FOUR HANDS, Easy to Advanced
EDWARD GREGSON, FOUR PICTURES
Novello/Music Sales, £4.99
VARIOUS, ARR MARTIN REICH, PRIMO & SECONDO
Breitkopf & Härtel EB 8895, £15.25
PIAZZOLLA & CARBAJOS, ARR MULVAD, TO TIL TANGO
Hansen/Music Sales, £13.95
MELODY BOBER, A TREASURED FRIENDSHIP
Alfred, £5.50
VARIOUS, ED KOWALCHYK & LANCASTER, ESSENTIAL KEYBOARD DUETS, VOL.8, CLASSICAL TO MODERN
Alfred, £16.50
JAIRO GERONYMO, 4 PRIMA VISTAS
Breitkopf & Härtel EB 8853, £26.95
FAURÉ, DOLLY OP.56
Henle Urtext HN 1278, £12.50
DVOŘÁK, LEGENDS OP.59
Henle Urtext HN 1080, £14.50
GRIEG, PEER GYNT SUITES
Henle Urtext HN 1243, £11.95
GRIEG, PEER GYNT SUITES, ARR PIANO SOLO
Henle Urtext HN 1239, £9.50
As brass and wind band players already know, Edward Gregson's music always ‘fits the bill’. Allowing for spicy 20th-centuryisms, his Four Pictures does not exceed Grade 3; these concise pieces deserve careful rehearsal. Martin Reich commendably arranges 20 mostly familiar tunes: Grades 1-4, score format. Maple Leaf Rag gives Secondo the tune – hooray! Two to Tango (the only Norwegian I can safely translate) taps into the apparently insatiable demand for Piazzolla: nine easy arrangements here, and an arranger's preface – though in Norwegian only, and there's no contents page.
A Treasured Friendship sounds satisfyingly rich though it could mostly have been written 150 years ago. This is for two Grade 4-5 players, unlike Alfred's Vol.8, which features no fewer than 45 pieces carefully allocated in situ to teacher and student. The best-known names here are Diabelli, Reinecke and Stravinsky. 4 Prima Vistas ingeniously encourage four shy sight-readers at once: just one hand from each is required (though two pianos, not one), and you can cut a pack of cards to decide who plays what.
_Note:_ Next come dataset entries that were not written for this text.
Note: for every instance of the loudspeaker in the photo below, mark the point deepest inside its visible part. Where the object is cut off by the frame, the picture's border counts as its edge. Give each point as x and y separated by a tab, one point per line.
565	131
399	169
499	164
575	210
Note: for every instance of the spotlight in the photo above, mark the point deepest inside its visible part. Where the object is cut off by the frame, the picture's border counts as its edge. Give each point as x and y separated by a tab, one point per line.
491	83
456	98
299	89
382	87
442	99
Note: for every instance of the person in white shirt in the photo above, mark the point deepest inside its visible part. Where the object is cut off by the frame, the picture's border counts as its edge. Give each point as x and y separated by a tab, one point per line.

Finally, some grown-up standard repertoire from the ever-reliable Henle Urtext. Fauré's ‘Ketty’ (actually a dog) is still written as ‘Kitty’ – I'm not convinced by the editorial explanation. As pieces, Dvorák's ten Legends don't rival the Slavonic Dances but are far better than From the Bohemian Forest which I reviewed in April 2016.The Peer Gynt arrangements, whether for two or four hands, are Grieg's own, something the title-pages could have emphasised. The second suite will pleasantly surprise those who only know the first. Open-minded pianists (and others) should then listen to the stand-alone ‘Prelude’, not included here but a magnificent piece which gives the whole orchestra a decent work-out, something the suites frustratingly do not.